Since 2002, reported incidents have generally been in the 6,600-8,000 range, but most of the 14,575 agencies participating in data collection (down from 14,977 agencies the year before) reported zero. Only 13.7 percent of agencies (or 1,944) sent in incidents – five fewer than in 2010, the article notes.

A 2011 victimization study by the Bureau of Justice estimated that there were 148,400 hate crimes nationally in 2009 – most going unreported to police. Overall, crime in general declined last year, with a 3.8 percent decline in violent crime and a half-percent decrease in reported property crime, Huffington Post reports.

The most frequent hate crimes reported were property destruction at 29.3 percent, followed by intimidation (29 percent) and simple assault (22 percent). Hate crimes are fair more likely to be directed at people (64 percent) than crimes overall, but most of those person-direct hate crimes are threats – 45.6 percent being “intimidation” or threatening types of conduct.

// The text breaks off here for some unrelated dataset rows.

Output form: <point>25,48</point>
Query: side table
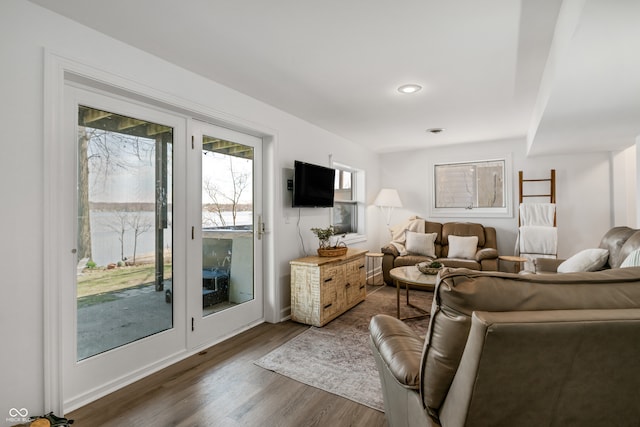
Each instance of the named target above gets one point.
<point>410,275</point>
<point>374,262</point>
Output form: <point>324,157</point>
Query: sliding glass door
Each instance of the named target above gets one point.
<point>160,249</point>
<point>117,318</point>
<point>226,249</point>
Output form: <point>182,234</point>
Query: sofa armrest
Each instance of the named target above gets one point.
<point>399,347</point>
<point>486,253</point>
<point>390,250</point>
<point>547,265</point>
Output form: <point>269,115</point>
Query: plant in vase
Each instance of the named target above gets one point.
<point>325,247</point>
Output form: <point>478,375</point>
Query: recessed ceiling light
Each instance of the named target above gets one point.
<point>411,88</point>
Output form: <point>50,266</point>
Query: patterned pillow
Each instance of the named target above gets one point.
<point>421,243</point>
<point>586,260</point>
<point>632,260</point>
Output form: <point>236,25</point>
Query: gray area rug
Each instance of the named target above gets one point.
<point>336,358</point>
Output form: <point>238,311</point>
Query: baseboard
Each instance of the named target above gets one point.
<point>125,380</point>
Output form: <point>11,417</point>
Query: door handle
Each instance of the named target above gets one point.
<point>260,227</point>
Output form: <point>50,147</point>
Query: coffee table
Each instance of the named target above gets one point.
<point>411,276</point>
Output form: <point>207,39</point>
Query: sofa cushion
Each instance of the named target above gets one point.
<point>632,243</point>
<point>463,229</point>
<point>586,260</point>
<point>463,247</point>
<point>613,241</point>
<point>460,292</point>
<point>633,260</point>
<point>399,346</point>
<point>421,243</point>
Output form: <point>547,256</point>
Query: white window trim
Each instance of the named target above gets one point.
<point>502,212</point>
<point>358,184</point>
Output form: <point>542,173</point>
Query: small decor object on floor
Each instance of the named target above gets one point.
<point>324,238</point>
<point>429,267</point>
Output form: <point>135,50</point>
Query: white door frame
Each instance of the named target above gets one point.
<point>58,69</point>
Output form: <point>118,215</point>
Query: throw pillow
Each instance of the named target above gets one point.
<point>586,260</point>
<point>463,247</point>
<point>421,243</point>
<point>632,260</point>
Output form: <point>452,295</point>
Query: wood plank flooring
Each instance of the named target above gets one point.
<point>222,387</point>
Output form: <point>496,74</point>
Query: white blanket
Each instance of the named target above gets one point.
<point>533,239</point>
<point>398,238</point>
<point>537,214</point>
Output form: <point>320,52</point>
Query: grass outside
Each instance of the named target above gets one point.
<point>94,282</point>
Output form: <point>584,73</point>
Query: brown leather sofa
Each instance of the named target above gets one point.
<point>505,349</point>
<point>486,257</point>
<point>619,241</point>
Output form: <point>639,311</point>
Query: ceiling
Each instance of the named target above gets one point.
<point>565,75</point>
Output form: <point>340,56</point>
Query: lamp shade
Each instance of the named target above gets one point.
<point>388,197</point>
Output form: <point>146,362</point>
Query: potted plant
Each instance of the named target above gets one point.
<point>325,247</point>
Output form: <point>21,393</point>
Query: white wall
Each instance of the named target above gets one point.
<point>586,207</point>
<point>26,32</point>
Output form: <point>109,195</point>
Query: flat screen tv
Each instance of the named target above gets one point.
<point>312,185</point>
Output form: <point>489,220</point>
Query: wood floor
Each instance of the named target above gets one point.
<point>222,387</point>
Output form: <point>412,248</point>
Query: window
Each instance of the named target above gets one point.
<point>348,206</point>
<point>478,188</point>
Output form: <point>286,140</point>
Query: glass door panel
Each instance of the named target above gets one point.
<point>227,224</point>
<point>124,244</point>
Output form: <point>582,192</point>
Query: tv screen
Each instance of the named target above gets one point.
<point>312,186</point>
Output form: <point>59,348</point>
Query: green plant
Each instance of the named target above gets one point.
<point>324,237</point>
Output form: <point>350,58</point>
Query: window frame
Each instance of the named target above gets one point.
<point>505,211</point>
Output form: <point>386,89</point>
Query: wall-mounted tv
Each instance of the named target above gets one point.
<point>312,185</point>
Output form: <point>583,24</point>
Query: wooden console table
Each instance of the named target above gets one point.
<point>322,288</point>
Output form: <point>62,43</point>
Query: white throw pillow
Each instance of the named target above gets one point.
<point>463,247</point>
<point>632,260</point>
<point>421,243</point>
<point>586,260</point>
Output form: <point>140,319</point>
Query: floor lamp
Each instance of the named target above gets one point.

In 2011, there were four hate crime homicides. So far, unofficial data by California State University, San Bernardino, shows that in 2012 there have been at least 10 hate crime homicides in the U.S.

Almost half of all hate crime (3,465 or 47.9 percent) was committed on basis of race, 72 percent of which was anti-black and 16.7 percent anti-white, the article says. Twenty point eight percent of hate crime (1,508 incidents) were due to sexual orientation – nearly all anti-gay or –lesbian. Religiously motivated hate crime totaled 1,318 and comprised 19.8 percent of all hate crime (62.2 percent was anti-Jewish; 13.3 percent anti-Muslim; 5.2 percent anti-Catholic). National origin or ethnicity accounted for 11.6 percent of all hate crimes – 56.8 percent of which were directed against Latinos. Less than one percent of all hate crimes were done based on disability, with more than half being directed at the mentally disabled, The Huffington Post reports.

However, the national data is compromised by vastly uneven reporting, particularly in some southern states with large African American populations. Mississippi, which has the largest percentage of African Americans of any state, only reported one hate crime last year, the article says. Georgia only reported 17 incidents, while neighboring state South Carolina (which has a far smaller population of African Americans) reported 135.

Pennsylvania counted only 53 last year, while New York and New Jersey reported more than 500 each, and Ohio had 228. Hawaii does not participate in the national reporting program at all.